This chapter introduced several new types of regression, all of which are generalizations of generalized linear models (GLMs). Ordered logistic models are useful for categorical outcomes with a strict ordering. They are built by attaching a cumulative link function to a categorical outcome distribution. Zero-inflated models mix together two different outcome distributions, allowing us to model outcomes with an excess of zeros. Models for overdispersion, such as beta-binomial and gamma-Poisson, draw the expected value of each observation from a distribution that changes shape as a function of a linear model.
Place each answer inside the code chunk (grey box). The code chunks should contain a text response or a code that completes/answers the question or activity requested. Problems are labeled Easy (E), Medium (M), and Hard(H).
Finally, upon completion, name your final output .html file as: YourName_ANLY505-Year-Semester.html and publish the assignment to your R Pubs account and submit the link to Canvas. Each question is worth 5 points.
12E1. What is the difference between an ordered categorical variable and an unordered one? Define and then give an example of each.
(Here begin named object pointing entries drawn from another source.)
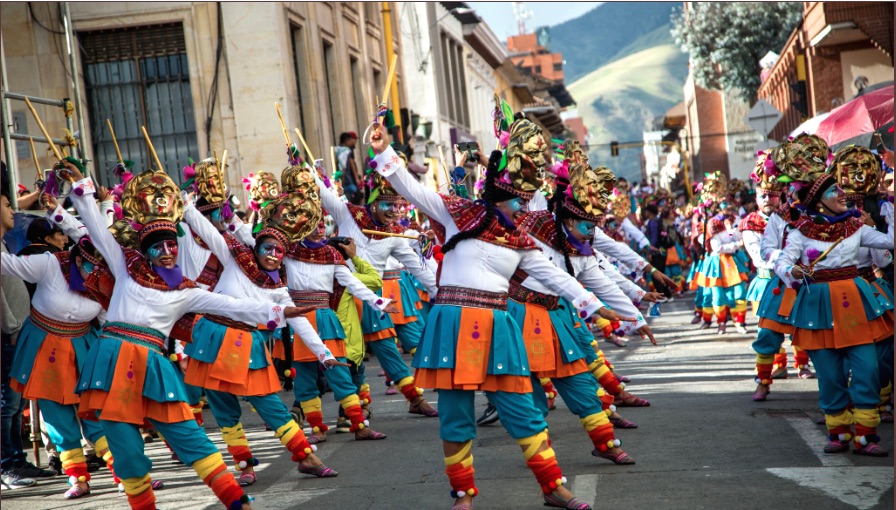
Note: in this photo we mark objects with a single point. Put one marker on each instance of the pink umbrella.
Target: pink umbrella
(863, 114)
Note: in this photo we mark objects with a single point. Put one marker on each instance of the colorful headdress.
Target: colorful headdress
(857, 170)
(802, 159)
(295, 215)
(765, 174)
(584, 197)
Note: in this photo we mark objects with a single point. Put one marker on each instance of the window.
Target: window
(300, 67)
(139, 77)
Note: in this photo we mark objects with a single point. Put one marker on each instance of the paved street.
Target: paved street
(702, 444)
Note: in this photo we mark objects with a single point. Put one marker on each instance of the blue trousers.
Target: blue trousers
(187, 439)
(227, 412)
(387, 353)
(767, 342)
(63, 428)
(834, 387)
(305, 385)
(457, 418)
(579, 392)
(12, 452)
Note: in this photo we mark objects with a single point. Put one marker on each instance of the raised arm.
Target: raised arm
(358, 289)
(536, 265)
(206, 231)
(31, 268)
(389, 165)
(95, 222)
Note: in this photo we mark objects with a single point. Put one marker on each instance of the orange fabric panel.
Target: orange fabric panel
(54, 374)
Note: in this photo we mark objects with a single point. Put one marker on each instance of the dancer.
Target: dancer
(126, 379)
(471, 342)
(837, 317)
(226, 365)
(771, 358)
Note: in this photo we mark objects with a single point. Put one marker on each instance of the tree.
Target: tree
(725, 41)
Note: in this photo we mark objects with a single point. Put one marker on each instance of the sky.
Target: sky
(499, 15)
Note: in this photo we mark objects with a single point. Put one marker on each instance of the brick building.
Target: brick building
(837, 43)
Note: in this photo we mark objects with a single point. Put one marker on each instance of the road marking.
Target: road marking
(586, 488)
(857, 486)
(815, 438)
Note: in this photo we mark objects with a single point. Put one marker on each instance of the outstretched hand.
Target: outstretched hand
(611, 315)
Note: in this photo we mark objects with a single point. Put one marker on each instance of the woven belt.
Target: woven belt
(832, 275)
(521, 294)
(59, 328)
(138, 335)
(307, 298)
(867, 273)
(460, 296)
(392, 274)
(229, 323)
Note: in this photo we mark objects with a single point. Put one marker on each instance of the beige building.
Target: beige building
(201, 76)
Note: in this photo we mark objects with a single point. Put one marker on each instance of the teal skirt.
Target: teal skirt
(29, 343)
(563, 320)
(208, 337)
(438, 348)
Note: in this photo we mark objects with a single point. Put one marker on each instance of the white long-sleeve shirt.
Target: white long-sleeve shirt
(234, 282)
(476, 264)
(53, 297)
(376, 252)
(132, 303)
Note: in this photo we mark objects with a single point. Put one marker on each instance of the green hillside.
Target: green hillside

#the ordered categorical variable is discrete values with order. {2,5,6,9}
#the unordered categorical variable is values without order {male, female} {single, married, separated}
12E2. What kind of link function does an ordered logistic regression employ? How does it differ from an ordinary logit link?
# ordered logistic regression uses a cumulative logit link function. it is similar to an ordinary logit link. but it's cumulative probability, not discrete probability.
#cumulative logit link: the linear model is the log-odds of the specified event or any event of lower ordered alue.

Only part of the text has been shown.